This semester has been going wonderfully compared to the last, so much so that I don’t really have anything to complain about. Now that I actually have friends we can work on assignments together and I can get so much more help and as a result my grades are dramatically higher, I am dramatically happier and I get to have more of a social life! Life is good.
No more 30 hour classical mechanics assignments, no more Friday nights spent trying to figure out matlab and no more dust! I actually failed my module on dust, but the wonderful exchange coordinator said that I must appeal. So I did and I now have a pass and I am simply beyond relieved. It’s good to know that all of those hours weren’t for nothing.
I’ve also gone from having the worst Astro module to the best. I am thoroughly loving my stellar course, the prof is beyond brilliant and actually engages with the class and talks about the coolest stuff, like the density of the sun is less than water, so if the sun could fit in an ocean it would float! This is possibly my favourite course in all of university, apart from maybe great ideas.
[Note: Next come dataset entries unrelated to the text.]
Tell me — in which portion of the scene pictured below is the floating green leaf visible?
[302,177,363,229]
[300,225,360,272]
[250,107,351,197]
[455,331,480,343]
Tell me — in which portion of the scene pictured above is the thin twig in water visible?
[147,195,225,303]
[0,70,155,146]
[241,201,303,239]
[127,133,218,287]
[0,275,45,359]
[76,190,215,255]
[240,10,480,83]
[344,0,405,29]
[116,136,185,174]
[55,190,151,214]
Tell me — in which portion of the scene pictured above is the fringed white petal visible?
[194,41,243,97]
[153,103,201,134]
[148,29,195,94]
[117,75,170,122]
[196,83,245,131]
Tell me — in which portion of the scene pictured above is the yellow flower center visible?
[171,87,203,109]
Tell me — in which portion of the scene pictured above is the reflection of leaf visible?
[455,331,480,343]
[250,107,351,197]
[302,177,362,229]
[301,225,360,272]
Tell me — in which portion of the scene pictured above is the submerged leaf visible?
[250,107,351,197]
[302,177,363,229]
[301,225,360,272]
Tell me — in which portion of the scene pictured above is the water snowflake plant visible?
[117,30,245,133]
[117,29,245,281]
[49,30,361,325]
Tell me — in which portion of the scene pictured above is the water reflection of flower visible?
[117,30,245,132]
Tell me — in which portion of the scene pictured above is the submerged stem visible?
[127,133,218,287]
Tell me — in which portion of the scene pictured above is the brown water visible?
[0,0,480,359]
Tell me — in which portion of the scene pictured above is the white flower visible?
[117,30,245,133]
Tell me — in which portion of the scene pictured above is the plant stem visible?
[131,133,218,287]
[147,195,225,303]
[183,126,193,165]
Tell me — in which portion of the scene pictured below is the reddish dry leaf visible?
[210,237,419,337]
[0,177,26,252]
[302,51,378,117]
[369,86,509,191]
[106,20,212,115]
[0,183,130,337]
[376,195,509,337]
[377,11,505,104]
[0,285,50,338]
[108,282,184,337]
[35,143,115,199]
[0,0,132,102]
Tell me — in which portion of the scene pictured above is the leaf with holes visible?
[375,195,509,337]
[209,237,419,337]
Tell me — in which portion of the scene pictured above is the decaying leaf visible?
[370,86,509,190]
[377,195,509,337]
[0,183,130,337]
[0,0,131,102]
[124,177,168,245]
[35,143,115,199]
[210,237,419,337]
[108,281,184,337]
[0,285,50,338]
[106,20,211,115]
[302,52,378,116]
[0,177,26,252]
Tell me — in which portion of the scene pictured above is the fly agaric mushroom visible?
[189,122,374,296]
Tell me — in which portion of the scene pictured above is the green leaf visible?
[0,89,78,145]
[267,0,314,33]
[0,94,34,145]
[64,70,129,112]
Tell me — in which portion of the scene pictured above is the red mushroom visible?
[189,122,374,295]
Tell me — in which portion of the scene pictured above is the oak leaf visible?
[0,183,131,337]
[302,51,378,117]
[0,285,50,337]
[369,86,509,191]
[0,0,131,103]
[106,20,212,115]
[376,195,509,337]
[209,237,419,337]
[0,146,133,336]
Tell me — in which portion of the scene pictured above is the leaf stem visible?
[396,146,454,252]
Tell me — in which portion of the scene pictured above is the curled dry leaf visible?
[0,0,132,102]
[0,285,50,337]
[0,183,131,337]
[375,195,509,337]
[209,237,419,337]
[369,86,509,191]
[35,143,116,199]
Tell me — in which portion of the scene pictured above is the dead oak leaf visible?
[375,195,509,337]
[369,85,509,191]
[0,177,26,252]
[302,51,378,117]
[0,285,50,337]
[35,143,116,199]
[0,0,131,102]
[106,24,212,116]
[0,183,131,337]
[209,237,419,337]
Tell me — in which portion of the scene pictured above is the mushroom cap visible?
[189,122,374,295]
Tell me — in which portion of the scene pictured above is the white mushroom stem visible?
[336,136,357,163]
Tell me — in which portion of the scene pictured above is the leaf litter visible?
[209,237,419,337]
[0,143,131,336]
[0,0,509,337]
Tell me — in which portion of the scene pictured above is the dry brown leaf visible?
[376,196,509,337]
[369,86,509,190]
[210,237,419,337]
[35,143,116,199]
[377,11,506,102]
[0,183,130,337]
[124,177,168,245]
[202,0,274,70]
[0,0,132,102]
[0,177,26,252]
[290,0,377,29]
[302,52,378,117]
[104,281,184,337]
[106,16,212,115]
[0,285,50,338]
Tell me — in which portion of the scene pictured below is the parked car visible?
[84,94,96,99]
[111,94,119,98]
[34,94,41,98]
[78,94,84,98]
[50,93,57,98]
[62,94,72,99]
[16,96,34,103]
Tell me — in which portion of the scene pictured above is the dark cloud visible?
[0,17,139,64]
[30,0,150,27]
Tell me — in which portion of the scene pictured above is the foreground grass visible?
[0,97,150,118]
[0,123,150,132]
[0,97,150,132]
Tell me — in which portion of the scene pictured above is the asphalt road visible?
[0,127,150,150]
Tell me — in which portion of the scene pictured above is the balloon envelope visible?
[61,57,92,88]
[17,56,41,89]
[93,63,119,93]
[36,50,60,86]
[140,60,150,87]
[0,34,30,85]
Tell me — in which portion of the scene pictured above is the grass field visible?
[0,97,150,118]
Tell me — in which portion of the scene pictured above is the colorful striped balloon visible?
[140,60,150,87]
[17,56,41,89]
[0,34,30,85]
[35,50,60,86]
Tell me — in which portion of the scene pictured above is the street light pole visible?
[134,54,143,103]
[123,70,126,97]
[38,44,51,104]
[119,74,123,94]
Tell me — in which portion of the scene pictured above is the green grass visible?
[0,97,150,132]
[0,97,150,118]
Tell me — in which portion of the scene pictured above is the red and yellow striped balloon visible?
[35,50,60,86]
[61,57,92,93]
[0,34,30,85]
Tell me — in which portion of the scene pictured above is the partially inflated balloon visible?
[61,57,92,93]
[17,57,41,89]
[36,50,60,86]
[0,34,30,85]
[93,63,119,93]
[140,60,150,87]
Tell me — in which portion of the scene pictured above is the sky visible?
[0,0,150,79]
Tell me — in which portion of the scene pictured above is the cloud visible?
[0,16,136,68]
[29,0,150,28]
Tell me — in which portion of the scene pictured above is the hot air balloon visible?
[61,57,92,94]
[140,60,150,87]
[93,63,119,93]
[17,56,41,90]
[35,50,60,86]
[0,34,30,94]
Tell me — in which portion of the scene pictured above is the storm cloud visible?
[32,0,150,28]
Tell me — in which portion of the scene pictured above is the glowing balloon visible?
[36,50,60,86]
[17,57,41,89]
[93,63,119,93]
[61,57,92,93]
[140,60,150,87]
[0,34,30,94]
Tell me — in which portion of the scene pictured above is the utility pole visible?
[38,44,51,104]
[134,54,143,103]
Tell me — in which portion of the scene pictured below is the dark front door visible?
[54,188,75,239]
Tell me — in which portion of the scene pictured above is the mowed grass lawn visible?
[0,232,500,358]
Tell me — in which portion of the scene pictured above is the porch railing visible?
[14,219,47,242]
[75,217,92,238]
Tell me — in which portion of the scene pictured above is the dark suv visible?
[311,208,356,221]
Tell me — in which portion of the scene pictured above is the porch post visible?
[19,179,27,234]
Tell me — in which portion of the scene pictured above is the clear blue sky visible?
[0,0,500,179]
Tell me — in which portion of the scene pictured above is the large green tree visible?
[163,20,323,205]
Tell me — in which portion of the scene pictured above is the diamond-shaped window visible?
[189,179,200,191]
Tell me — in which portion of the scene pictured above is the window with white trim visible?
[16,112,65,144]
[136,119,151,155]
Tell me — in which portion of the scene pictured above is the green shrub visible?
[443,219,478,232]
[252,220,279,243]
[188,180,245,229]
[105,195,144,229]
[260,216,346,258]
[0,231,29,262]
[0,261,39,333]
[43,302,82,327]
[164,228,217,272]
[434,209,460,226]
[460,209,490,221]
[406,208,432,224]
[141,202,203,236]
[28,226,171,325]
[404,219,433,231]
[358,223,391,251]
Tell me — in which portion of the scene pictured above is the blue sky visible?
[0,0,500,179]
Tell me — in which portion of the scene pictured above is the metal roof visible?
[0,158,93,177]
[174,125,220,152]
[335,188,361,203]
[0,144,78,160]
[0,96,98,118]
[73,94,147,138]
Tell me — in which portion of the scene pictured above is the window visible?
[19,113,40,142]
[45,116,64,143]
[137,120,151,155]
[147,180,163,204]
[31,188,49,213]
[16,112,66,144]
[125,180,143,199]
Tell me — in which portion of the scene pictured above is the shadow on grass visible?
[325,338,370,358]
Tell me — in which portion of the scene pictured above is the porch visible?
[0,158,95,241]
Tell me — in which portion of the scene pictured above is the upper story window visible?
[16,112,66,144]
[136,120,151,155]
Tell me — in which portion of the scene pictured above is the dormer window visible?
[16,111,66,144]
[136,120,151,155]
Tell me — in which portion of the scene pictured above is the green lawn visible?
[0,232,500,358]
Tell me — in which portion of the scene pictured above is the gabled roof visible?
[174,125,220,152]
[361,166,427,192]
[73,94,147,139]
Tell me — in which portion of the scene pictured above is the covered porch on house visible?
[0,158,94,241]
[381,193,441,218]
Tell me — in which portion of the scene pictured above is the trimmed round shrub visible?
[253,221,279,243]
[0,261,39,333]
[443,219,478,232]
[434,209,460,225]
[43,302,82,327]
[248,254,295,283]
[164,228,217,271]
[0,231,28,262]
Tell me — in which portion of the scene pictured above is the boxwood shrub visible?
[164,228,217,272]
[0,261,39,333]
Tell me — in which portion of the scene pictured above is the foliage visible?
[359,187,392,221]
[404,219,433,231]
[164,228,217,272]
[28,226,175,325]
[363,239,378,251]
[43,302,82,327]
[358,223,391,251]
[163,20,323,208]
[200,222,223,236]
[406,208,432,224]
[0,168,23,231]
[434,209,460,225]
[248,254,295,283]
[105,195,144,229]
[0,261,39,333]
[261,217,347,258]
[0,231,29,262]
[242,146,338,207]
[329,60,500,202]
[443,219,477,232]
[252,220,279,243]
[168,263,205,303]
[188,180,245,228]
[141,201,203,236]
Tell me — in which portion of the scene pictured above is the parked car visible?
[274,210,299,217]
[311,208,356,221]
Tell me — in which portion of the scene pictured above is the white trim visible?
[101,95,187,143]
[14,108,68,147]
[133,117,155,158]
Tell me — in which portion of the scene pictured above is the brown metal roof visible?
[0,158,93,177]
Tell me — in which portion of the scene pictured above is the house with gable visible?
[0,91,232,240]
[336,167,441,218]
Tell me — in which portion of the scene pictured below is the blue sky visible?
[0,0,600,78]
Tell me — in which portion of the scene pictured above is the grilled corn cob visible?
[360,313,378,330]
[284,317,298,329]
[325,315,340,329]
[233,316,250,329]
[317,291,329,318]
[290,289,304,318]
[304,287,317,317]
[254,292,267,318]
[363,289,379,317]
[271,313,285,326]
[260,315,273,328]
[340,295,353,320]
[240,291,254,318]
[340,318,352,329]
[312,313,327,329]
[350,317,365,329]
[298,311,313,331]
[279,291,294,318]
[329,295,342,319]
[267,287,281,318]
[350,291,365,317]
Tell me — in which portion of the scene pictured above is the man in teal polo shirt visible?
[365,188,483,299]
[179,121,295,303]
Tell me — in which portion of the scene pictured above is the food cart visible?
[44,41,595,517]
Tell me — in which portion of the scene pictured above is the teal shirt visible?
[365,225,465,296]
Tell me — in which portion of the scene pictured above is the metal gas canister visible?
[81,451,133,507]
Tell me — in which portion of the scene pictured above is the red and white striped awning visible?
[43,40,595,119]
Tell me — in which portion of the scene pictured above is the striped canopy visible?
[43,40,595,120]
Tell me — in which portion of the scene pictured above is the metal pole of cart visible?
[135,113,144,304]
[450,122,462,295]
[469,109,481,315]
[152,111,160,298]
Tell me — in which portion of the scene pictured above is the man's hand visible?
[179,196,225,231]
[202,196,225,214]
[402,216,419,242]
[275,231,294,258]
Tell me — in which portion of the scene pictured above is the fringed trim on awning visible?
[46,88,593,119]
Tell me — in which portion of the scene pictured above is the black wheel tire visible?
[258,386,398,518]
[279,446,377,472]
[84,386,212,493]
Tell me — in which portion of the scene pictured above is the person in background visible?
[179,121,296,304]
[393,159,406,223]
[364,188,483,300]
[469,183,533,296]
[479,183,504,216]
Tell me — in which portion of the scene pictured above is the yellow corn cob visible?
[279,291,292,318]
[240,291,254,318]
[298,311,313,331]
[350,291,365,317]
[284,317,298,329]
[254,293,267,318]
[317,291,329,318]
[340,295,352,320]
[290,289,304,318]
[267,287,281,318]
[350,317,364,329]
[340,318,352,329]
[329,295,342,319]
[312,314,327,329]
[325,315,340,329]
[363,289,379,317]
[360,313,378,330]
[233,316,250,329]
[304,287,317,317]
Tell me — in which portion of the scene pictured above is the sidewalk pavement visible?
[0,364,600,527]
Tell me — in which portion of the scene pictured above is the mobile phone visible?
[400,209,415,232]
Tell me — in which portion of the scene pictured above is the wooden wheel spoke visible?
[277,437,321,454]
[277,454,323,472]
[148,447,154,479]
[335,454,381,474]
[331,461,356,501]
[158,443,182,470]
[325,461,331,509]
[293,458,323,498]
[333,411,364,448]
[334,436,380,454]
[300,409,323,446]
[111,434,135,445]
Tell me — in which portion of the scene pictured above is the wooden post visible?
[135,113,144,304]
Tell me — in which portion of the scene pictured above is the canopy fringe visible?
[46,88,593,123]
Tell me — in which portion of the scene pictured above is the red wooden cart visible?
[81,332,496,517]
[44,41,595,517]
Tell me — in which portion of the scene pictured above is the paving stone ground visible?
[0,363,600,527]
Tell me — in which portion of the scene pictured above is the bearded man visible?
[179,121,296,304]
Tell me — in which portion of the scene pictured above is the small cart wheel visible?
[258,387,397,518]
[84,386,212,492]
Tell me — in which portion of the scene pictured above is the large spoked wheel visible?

Socially, I’ve been hanging out with couchsurfers more than ever, on a weekly basis pretty much. Sledging is so much fun, it’s great to feel like a child again, it’s also been pointed out to me that I’ve been calling it the wrong name my entire life, but I don’t care. Sledging sounds way better.
I went with the space society to a place called Fingal in the middle of nowhere, expecting an observatory like the one in St Andrews. It turned out to be just a telescope out in the open with a little shack with a heater to huddle in for warmth. The telescope was exceptional however, never have I seen such detail; Jupiter’s rings are stunning, but Orion’s Nebula was captivating, I could see clouds and filaments of… the word that must not be mentioned. It was sublime.
Also went to my first rock gig in something like 6 years. It was slightly disconcerting because I was in the front row and there was room for me to dance, there was also no mosh pit. Canadians really are too nice for their own good, they don’t know what they’re missing. I expect to go to a gig a get squished and sweaty and trampled and covered in bruises. That was my only disappointment. Also suddenly felt desperate to be in a rock band and scream my lungs out and dance around on stage.
I also got to partake in a poetry workshop which was the most creative thing I’ve done in months. And the poetry just poured out. Now all I want to do is sing, write poetry and draw naked people.
As a Bobby Jones scholar I also got to dine with the other St Andrews students with some very important people. Such as the President of Western, at least that’s who I think it was… We also got invited to dinner at one of their homes, they house was unbelievable. People under 60 aren’t allowed to exist on the premises for more than a few hours, there’s a golf course and tons of artwork to be impressed about. It also turned out that they know my aunt. Small world.
Another life changing experience is that I’ve become a babysitter. I’m learning how to look after a one and a two year old simultaneously and I’ve learnt that children like to cry. A lot. And there’s usually nothing I can do about it. It is utterly exhausting, I don’t know how anyone can do it full time.
Important thing I’ve learnt about Canadians: when you ask them their nationality they don’t say that they’re Canadian! They’ll say they’re Scottish or Serbian… despite the fact that they’ve never even been to their country of nationality. So what makes Canada Canada if no Canadians actually live there?
I also want to apologise to everyone who ever asks me what my summer plans are, you should stop asking me because you’re making me feel guilty. I’m doing my best to figure out a way to take you all in my backpack. Promise.
But seriously, anyone can do it, what’s stopping you? Stop making excuses and do what you want.